Intervention de Anne Bouverot

Réunion du mardi 26 mars 2024 à 18h00
Office parlementaire d'évaluation des choix scientifiques et technologiques

Anne Bouverot, co-présidente de la Commission de l'intelligence artificielle :

. – Nous accusons, de fait, un retard par rapport aux États-Unis dans les investissements dans l'IA, tant sur le volet public que sur le volet privé. Les stratégies recommandées par le rapport Villani de 2018 et mises en œuvre via France 2030 ont consisté à investir 3 milliards d'euros sur 8 ans. L'investissement public à hauteur de 5 milliards d'euros par an sur 5 ans que nous recommandons serait donc significatif. En parallèle, nous recommandons la constitution d'un fonds « France et IA », doté d'une gouvernance publique-privée, pour encourager aussi l'investissement privé. Aux États-Unis, la recherche publique est ainsi achetée par les entreprises privées. La chercheuse Fei-Fei Li a récemment interpellé Joe Biden à ce sujet à l'occasion de son discours sur l'état de l'Union.

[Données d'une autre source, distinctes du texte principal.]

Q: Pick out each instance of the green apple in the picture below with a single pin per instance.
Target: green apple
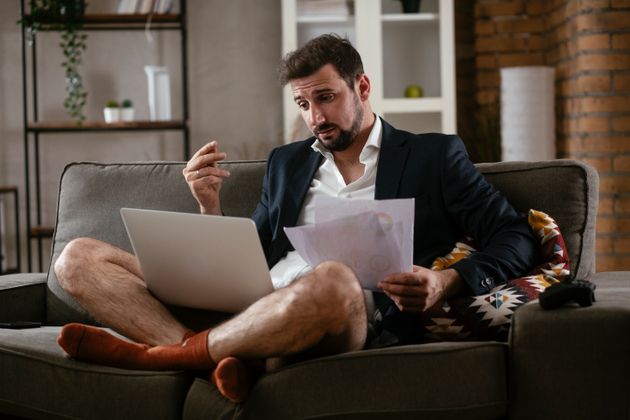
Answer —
(414, 91)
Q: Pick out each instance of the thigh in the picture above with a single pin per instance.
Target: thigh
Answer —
(94, 254)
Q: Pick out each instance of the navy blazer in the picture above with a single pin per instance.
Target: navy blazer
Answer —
(452, 200)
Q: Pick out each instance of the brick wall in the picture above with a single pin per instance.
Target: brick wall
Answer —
(588, 42)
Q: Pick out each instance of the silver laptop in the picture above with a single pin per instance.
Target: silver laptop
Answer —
(199, 261)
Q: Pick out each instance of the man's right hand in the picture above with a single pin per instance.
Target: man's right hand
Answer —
(204, 178)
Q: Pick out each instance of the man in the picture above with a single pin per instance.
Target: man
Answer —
(322, 310)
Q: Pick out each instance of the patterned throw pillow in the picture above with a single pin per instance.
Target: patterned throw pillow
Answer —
(488, 317)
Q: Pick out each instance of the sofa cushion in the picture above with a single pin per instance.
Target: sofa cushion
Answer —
(39, 381)
(91, 195)
(430, 381)
(573, 362)
(566, 189)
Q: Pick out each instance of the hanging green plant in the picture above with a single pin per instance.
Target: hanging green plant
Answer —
(65, 16)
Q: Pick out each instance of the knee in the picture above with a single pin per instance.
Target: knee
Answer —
(336, 285)
(75, 258)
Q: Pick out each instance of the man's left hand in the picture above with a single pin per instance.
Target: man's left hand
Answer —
(421, 289)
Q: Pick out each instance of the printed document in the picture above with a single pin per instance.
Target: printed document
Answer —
(373, 237)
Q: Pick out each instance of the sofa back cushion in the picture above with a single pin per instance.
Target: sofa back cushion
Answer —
(91, 195)
(566, 190)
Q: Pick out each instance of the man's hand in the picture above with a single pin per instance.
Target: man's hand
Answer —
(204, 178)
(418, 291)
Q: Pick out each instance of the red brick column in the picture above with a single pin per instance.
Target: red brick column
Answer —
(588, 42)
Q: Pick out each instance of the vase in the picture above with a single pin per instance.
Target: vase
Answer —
(111, 114)
(411, 6)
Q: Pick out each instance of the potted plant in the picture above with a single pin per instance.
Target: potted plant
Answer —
(126, 111)
(111, 112)
(65, 16)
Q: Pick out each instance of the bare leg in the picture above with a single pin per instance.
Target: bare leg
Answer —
(323, 312)
(108, 283)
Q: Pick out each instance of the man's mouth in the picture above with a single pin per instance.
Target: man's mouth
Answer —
(325, 130)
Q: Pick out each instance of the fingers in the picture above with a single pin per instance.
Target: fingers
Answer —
(193, 175)
(203, 163)
(205, 149)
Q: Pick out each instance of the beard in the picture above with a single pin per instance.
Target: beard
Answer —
(346, 137)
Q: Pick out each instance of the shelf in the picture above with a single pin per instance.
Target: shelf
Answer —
(316, 20)
(72, 126)
(412, 105)
(8, 189)
(118, 21)
(42, 231)
(410, 18)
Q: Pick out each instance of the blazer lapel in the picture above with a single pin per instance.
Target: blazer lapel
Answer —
(392, 160)
(301, 176)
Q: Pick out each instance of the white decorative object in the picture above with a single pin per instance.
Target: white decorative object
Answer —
(126, 114)
(527, 113)
(111, 114)
(159, 93)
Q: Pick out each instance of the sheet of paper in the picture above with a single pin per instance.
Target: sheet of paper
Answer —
(389, 211)
(368, 237)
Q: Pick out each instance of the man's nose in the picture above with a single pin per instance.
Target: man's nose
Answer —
(317, 117)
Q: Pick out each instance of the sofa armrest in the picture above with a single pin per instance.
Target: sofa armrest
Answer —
(573, 362)
(23, 297)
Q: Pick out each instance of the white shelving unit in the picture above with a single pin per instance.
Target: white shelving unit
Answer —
(398, 50)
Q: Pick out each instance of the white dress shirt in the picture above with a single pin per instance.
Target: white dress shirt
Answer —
(329, 181)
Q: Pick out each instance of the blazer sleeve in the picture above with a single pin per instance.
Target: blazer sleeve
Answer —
(261, 213)
(506, 244)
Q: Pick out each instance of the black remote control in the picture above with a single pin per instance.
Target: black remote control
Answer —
(580, 291)
(19, 325)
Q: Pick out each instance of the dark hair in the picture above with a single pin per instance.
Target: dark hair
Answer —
(316, 53)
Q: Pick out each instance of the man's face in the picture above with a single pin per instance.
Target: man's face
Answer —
(331, 110)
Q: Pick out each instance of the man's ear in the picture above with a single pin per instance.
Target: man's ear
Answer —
(363, 85)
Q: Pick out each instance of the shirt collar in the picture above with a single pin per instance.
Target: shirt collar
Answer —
(373, 143)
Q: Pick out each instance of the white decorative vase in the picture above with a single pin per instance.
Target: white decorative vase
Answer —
(111, 114)
(159, 93)
(126, 114)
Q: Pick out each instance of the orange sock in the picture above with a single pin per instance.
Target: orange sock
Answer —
(92, 344)
(234, 378)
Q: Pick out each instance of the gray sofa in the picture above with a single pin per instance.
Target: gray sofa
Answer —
(569, 363)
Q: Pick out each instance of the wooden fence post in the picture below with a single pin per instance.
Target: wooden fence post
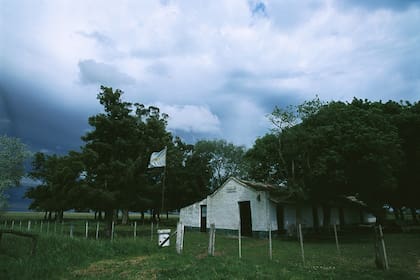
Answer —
(112, 231)
(301, 243)
(239, 240)
(180, 238)
(270, 244)
(71, 230)
(151, 231)
(211, 239)
(97, 230)
(336, 240)
(381, 236)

Dans le domaine de la santé, la protection des données demeure effectivement extrêmement importante. La proposition serait de conserver le rôle de la Cnil dans cette protection, tout en lui confiant, avec des ressources supplémentaires, un rôle dans le domaine de l'innovation. La Cnil, que nous avons auditionnée, est appelée à répondre à de plus en plus de questions autour de l'IA. Elle aura donc un rôle extrêmement important à jouer, y compris pour donner de la visibilité en amont aux entreprises et aux organisations, pour qu'elles puissent innover et déployer leurs services liés à l'IA en anticipant les éventuelles difficultés associées. Concrètement, dans le domaine de la santé, une autorisation préalable est aujourd'hui obligatoire pour l'utilisation de données dans une optique de recherche et de développement de solutions au bénéfice des patients. Nous estimons que cette autorisation préalable pourrait être supprimée, au profit d'une logique de responsabilisation des acteurs et de validation ex post. À défaut, le risque serait que ces solutions continuent d'être développées par d'autres et que nous soyons amenés, pour répondre à des enjeux de santé, à retenir des innovations ne provenant majoritairement pas d'acteurs français.

Dans le domaine de la culture, il apparaît effectivement important, au-delà du rayonnement de la culture et des valeurs françaises et européennes, d'assurer le respect du droit d'auteur. À cet égard, il existe, dans la règlementation européenne, des capacités d' opt-in et d' opt-out à la disposition des artistes et auteurs. Nous recommandons une transparence sur ces dispositions, pour qu'elles puissent être mobilisées de manière plus éclairée. Il subsiste toutefois un risque d'évitement. C'est pourquoi nous recommandons également le développement d'une plateforme de mise en relation des ayants droit avec les sociétés d'IA, pour leur permettre de négocier, le cas échéant de manière collective, l'utilisation et la rémunération de leurs créations.

Pour ce qui est de la souveraineté, nous avons beaucoup placé la réflexion au niveau européen, car les montants financiers à engager sont considérables. La France est sans doute le pays européen souhaitant le plus conserver sa souveraineté nationale. Cependant, elle doit aussi faire preuve de pragmatisme, en considérant ses capacités à faire. Il conviendra de s'interroger sur les données à conserver impérativement en France, sur des serveurs français, ainsi que sur les données qu'il ne serait pas viable économiquement d'exploiter ainsi et vis-à-vis desquelles une réflexion pourrait être menée à l'échelle européenne ou avec d'autres acteurs internationaux.